# Tyre sizes



## changabang (Oct 7, 2006)

Hi, don't know if anyone can help. I've just bought a Devon conversion on a Renult Master LWB chassis. Having just moved up from a Mazda 4x4 Bongo the first thing I did was get the Renault stuck in a muddy field. Now thinking of putting Goodrich all terrain tyres on it. Original tyres are 225/65 16c I'm looking to replace these with 235/70 R16 Goodrich. Are there any issues in doing this apart from the fact that my speedo will be reading about 3.1mph slower and there might be a bit more road noise? Would there be any issues with clearances etc?


----------



## trevorf (May 16, 2005)

Personally I would never fit anything other than tyres specifically made for motor homes ie "Michelin XC camping". These are specially designed to take the load of a heavy van and have stiffer side walls to help with the fact that motor homes tend to stand still for long periods.

I would check the loading and suitability with Goodrich before committing.

Trevor


----------



## changabang (Oct 7, 2006)

Trevor, thanks for that. Found this maybe I'll just stick with the Conti's I've got on now! http://www.motorcaravanning.com/vehicles/tyre_test.htm


----------



## trevorf (May 16, 2005)

I have Conti Vanco tyres fitted to my Vauxhall Vivaro van that I use for my business. Very happy with them. They seam to wear well too, much better than my mates Dunlops fitted to the same make of Van.

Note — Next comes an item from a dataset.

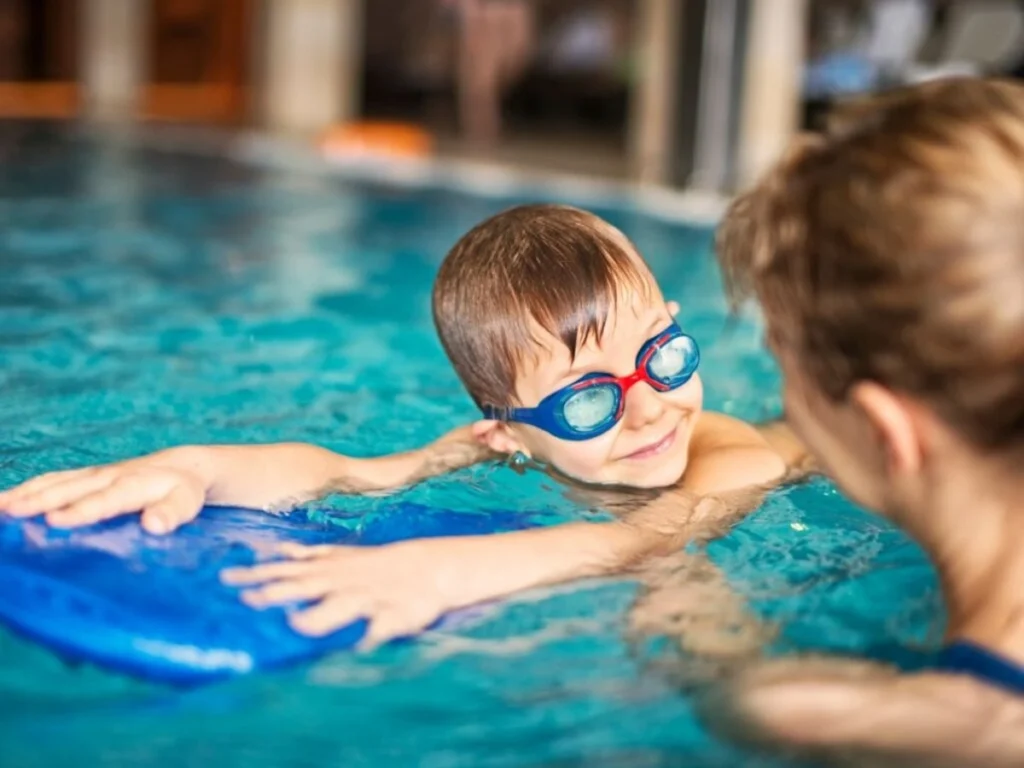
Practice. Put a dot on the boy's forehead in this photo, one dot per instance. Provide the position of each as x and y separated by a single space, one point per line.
628 320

They probably don.t have the stiffer side wall like the Mitchelin XC Camping but not a problem as long as your van is not left standing still for too long.

Trevor


----------



## 101405 (Oct 15, 2006)

*tyres*

Yes, try them on a wet road. hope your heart rates good,! never fit anything other than a normal van tyre which have stronger side walls. safe driving. T


----------



## malkay (Feb 6, 2008)

*tyres*

Hi As others have said make sure the tyres have the correct load rating, you could probably have clearance problems with larger diam. and width. As you say it will put your speedo out. The new Michelin Agila 2 tyres are camper car tyres but with a better block tread for grass surfing.


----------